Tragedi Gaza: Serangan Israel Tewaskan Puluhan Warga Sipil yang Mengantre Bantuan

Kekerasan kembali merenggut nyawa puluhan warga Palestina di Jalur Gaza, di tengah krisis kemanusiaan yang semakin mendalam. Serangan udara Israel, yang dimulai sejak Minggu (30/6/2025), dilaporkan telah menewaskan sedikitnya 68 orang.

Kota Gaza dan wilayah utara Gaza menjadi saksi bisu jatuhnya korban jiwa, dengan 47 orang tewas. Tragisnya, lima di antaranya meregang nyawa saat berusaha mendekati pusat distribusi bantuan makanan yang dikelola oleh Gaza Humanitarian Foundation (GHF) di utara Rafah.

GHF, sebuah lembaga bantuan yang didukung oleh Israel dan Amerika Serikat, kini menjadi pusat perhatian. Lokasi distribusinya kerap kali menjadi sasaran tembak militer Israel. Data dari Kantor Media Pemerintah Gaza mencatat, lebih dari 580 warga Palestina tewas dan lebih dari 4.000 terluka saat mendekati pusat-pusat distribusi bantuan sejak akhir Mei.

Laporan surat kabar Israel, Haaretz, mengindikasikan adanya perintah dari tentara Israel untuk menembaki kerumunan warga sipil tak bersenjata yang mencoba mendapatkan bantuan, dengan tujuan "menghalau" mereka.

Pengacara hak asasi manusia internasional, Geoffrey Nice, mengecam tindakan tersebut sebagai "tidak bisa dijelaskan". Ia menyatakan keheranannya atas "pembantaian terhadap ratusan orang" di lokasi yang seharusnya memberikan bantuan kemanusiaan.

Serangan Israel menghantam berbagai wilayah sejak dini hari. Dua anak dilaporkan tewas dalam serangan terhadap rumah tinggal di kawasan Zeitoun, Gaza City. Di wilayah pesisir al-Mawasi, sebuah tenda darurat juga menjadi sasaran, menewaskan lima orang. Selain itu, dilaporkan penggunaan bahan peledak jebakan untuk menghancurkan lingkungan pemukiman di Khan Younis, dengan dalih memburu batalion Hamas.

Kondisi kemanusiaan di Gaza semakin memburuk akibat pengepungan dan kehancuran. Christy Black, seorang relawan perawat asal Australia yang bertugas di rumah sakit di Gaza City, mengungkapkan bahwa persediaan nutrisi untuk ibu hamil dan bayi sangat menipis. Banyak ibu tidak mampu memproduksi ASI, sementara susu formula tidak tersedia.

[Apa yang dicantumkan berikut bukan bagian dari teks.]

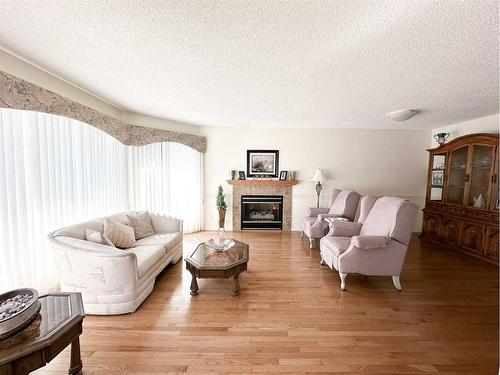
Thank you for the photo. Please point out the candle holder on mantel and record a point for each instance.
(318, 178)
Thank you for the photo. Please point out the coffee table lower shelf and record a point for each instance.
(233, 272)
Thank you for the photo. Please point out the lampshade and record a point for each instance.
(318, 176)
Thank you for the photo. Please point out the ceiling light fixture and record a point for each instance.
(402, 114)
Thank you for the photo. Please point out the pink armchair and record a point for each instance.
(376, 246)
(343, 204)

"Anak-anak paling rentan sedang sekarat," ujar Black. Ia menambahkan bahwa luka-luka sulit sembuh akibat malnutrisi, serta peningkatan kasus infeksi saluran pernapasan akibat debu dan gas dari bom. "Kami melihat anak-anak mengais tempat sampah mencari makanan … anak-anak usia 9 atau 10 tahun yang tubuhnya seperti balita dua tahun," pungkasnya.